Marik: They may try and mislead, deny, suppress, and reject the truth, but ultimately one cannot stop scientific progress and the truth will emerge.


Comment: This article has been a journey. I started with the excitement of learning that at least one medical institution was using multiple natural agents integratively. How much cleaner if Marik’s HAT sepsis protocol from Chest in 2017 had been reported positively in JAMA last January!  Then his present COVID-19 protocol would be following on a prior scientific success – whatever the actual clinical merits for Marik’s renegade strategy. Does it help or harm that the protocol still includes hydroxycloroquine – which Wisconsin’s Senator Johnson is also promoting to the White House? Marik references the colleague who used the protocol in a residential rehabilitation facility were 59 of 60 patients got sick with the virus and only one had died three weeks later. Amidst the clinical frenzy to help patients with COVID-19, that experience needs to be retrospectively examined.

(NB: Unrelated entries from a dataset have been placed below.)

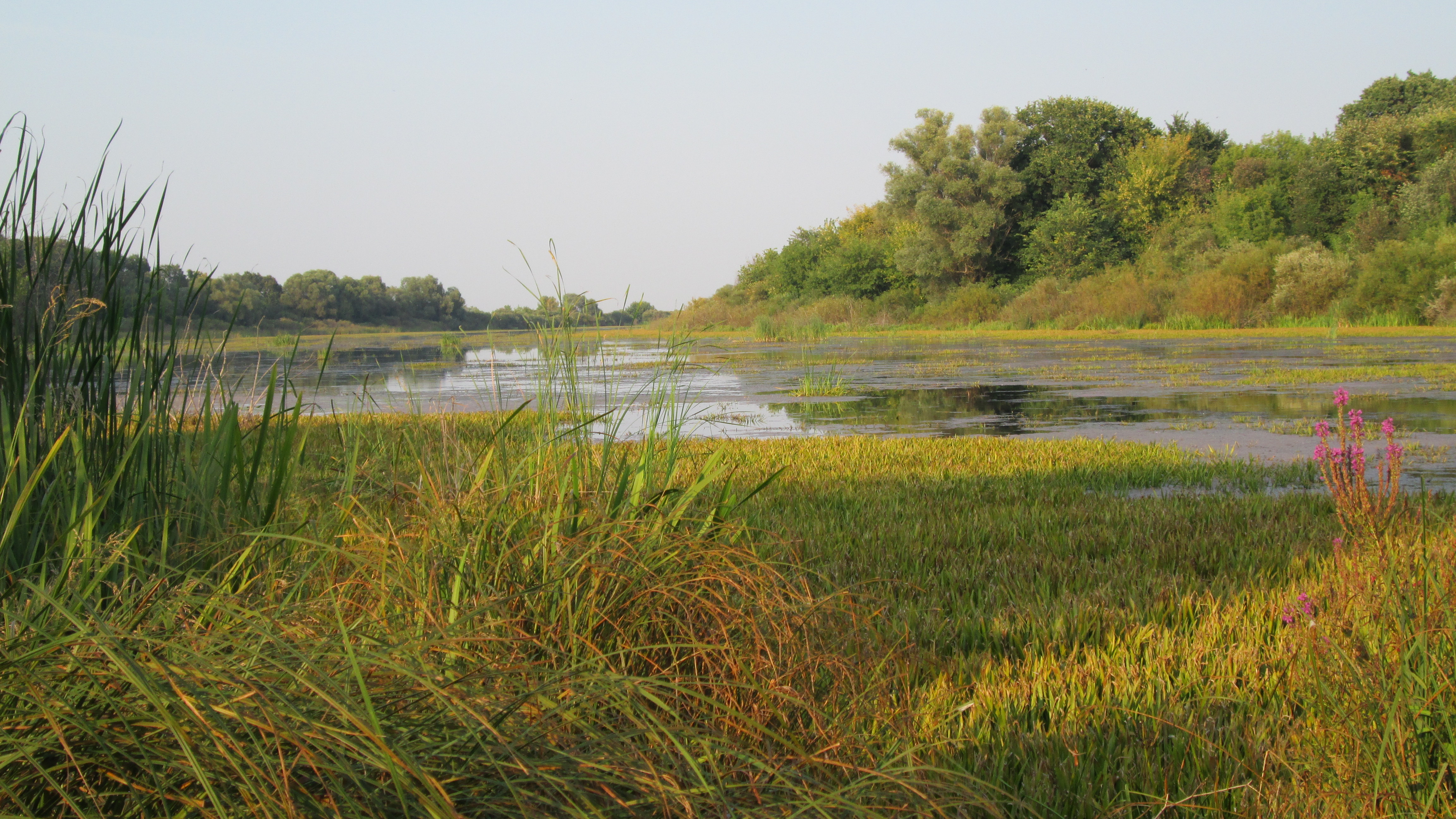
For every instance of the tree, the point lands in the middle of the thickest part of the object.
(424, 298)
(245, 296)
(957, 199)
(1157, 180)
(1072, 240)
(1072, 146)
(1392, 97)
(312, 295)
(1203, 142)
(367, 299)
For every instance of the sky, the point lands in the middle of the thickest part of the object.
(659, 145)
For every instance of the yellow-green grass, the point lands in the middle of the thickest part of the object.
(1081, 649)
(429, 339)
(1436, 374)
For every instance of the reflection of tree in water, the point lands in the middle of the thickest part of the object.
(1020, 409)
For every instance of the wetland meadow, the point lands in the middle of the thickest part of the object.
(991, 573)
(1125, 489)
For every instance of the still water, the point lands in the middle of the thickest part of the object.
(1253, 397)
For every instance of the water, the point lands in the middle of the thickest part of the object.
(1228, 396)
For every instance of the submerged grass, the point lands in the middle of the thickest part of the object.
(212, 613)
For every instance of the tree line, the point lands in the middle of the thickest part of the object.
(322, 298)
(1078, 196)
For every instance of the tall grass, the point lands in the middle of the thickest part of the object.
(523, 614)
(104, 477)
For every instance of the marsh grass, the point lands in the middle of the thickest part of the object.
(221, 613)
(772, 329)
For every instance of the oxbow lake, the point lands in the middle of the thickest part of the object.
(1244, 397)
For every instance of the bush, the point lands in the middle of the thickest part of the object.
(1040, 304)
(1432, 200)
(1308, 280)
(973, 304)
(1401, 276)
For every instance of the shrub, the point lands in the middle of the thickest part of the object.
(1308, 280)
(1401, 276)
(1432, 200)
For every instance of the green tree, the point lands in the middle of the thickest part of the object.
(1072, 240)
(367, 299)
(1072, 146)
(1155, 181)
(423, 298)
(1203, 142)
(1432, 199)
(245, 296)
(312, 295)
(957, 199)
(1387, 97)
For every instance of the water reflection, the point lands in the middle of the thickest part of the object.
(1194, 392)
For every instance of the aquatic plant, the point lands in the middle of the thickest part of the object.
(452, 347)
(1363, 512)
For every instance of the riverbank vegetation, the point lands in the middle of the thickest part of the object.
(219, 610)
(1077, 213)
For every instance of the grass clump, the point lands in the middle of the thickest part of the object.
(216, 613)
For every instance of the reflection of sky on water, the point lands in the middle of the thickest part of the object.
(1144, 390)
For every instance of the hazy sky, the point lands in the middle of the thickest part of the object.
(659, 145)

Meantime, we have Marik’s suggestive “common sense” evidence, positive perceptions of some front-line clinicians, a set of publications that are low on the classic evidence pyramid, mainly proposing the science behind the treatment strategy. This is coupled with – or better said, uncoupled from – a mainstream of COVID-19 practice that is yet to show significant interest in examining the science behind the global interest in integrative options. In usual times, the resistance until more research is completed is arguably appropriate. But in a time of such desperation and funded explorations of pharma agents with extensive known adverse effects, failure to invest in examination of such integrative methods with their high safety profiles reeks more of prejudice than of patient-centeredness. It is impossible, in this context, for truth to emerge, however it speaks.